Self Assessment Chart

Write down how you’re doing by preparing a Self Assessment Chart using a T-scale format:

  • On a blank sheet, put your name, the name of the drug and dose at the top and draw a line down the center of the page;
  • Write PROS at the top of left-hand column and CONS at the top of the right-hand column. Here is a sample.

Your entries should include both emotional and physical descriptions and will serve as talking points with your doctor.

Keep a Journal

You can amplify the notes you made in your Self Assessment Chart by keeping a journal. Describing your reactions to the drugs in real-life context can help your doctor see how the meds are affecting you.

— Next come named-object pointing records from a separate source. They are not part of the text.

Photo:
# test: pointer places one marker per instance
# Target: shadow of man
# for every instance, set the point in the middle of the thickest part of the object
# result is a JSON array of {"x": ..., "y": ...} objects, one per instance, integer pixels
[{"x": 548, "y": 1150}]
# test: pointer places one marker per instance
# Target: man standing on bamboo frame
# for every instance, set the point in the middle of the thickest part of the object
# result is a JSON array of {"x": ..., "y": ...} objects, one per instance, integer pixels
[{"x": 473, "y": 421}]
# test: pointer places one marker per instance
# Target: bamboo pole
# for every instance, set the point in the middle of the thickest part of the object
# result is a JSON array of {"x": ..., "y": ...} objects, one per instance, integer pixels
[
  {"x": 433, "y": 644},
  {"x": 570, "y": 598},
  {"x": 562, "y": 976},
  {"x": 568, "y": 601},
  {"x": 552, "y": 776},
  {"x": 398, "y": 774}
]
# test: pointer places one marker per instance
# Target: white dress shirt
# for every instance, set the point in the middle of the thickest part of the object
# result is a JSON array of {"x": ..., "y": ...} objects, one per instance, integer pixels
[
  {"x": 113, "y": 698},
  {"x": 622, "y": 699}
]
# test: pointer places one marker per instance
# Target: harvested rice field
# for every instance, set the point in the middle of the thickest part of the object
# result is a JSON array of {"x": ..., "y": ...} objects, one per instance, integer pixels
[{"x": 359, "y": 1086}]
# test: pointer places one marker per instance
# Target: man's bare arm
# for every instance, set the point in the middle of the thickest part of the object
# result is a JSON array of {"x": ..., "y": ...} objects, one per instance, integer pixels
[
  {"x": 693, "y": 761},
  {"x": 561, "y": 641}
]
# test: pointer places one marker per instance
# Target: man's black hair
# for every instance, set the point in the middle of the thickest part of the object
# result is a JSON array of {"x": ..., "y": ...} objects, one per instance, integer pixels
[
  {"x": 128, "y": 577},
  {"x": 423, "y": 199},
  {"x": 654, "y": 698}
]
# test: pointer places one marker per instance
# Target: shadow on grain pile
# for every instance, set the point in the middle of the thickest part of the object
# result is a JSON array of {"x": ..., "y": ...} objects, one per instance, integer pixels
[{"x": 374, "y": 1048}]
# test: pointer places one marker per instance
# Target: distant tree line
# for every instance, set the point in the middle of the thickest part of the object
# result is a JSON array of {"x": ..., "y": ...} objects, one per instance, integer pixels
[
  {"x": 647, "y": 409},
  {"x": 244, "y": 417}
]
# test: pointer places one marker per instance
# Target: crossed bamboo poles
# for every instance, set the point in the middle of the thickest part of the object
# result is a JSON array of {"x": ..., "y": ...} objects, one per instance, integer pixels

One of my CONS was “anxiety,” but a one-word entry didn’t tell my doctor how it manifested itself. I was in a constant state of fight or flight – every time I came home from being out in the world, I was ashamed of how I had acted and reacted. Referring to my journal in doctors’ appointments helped me explain how overwhelming anxiety ruled my days.

While writing in my journal helped me focus on what was happening in the moment, looking back over my entries helped me realize how diminished I had become. What I couldn’t do was convince my doctor that everything she saw in me was caused by the antidepressants.

Keep an RX Calendar

I was declared totally disabled twenty-seven years after I took my first antidepressant. Receiving the official notification, signed by a judge, rocked my world – I felt my life was over at age 66.

But, it also forced me to try to take some small control over what was happening to me. I started keeping a dedicated RX Calendar making a note each day of the name and dose of the medication I was taking.

To get started, I ran off a copy of the current month and noted the drug and dose at the top. I kept it handy and made an entry every day. I used it in my doctor’s office when I invariably got tongue tied.

It was particularly helpful when I was having a bad reaction to a new drug. On the phone, I was able to tell my doctor at a glance when I switched and how long I had been on it, so that she could decide what to do next.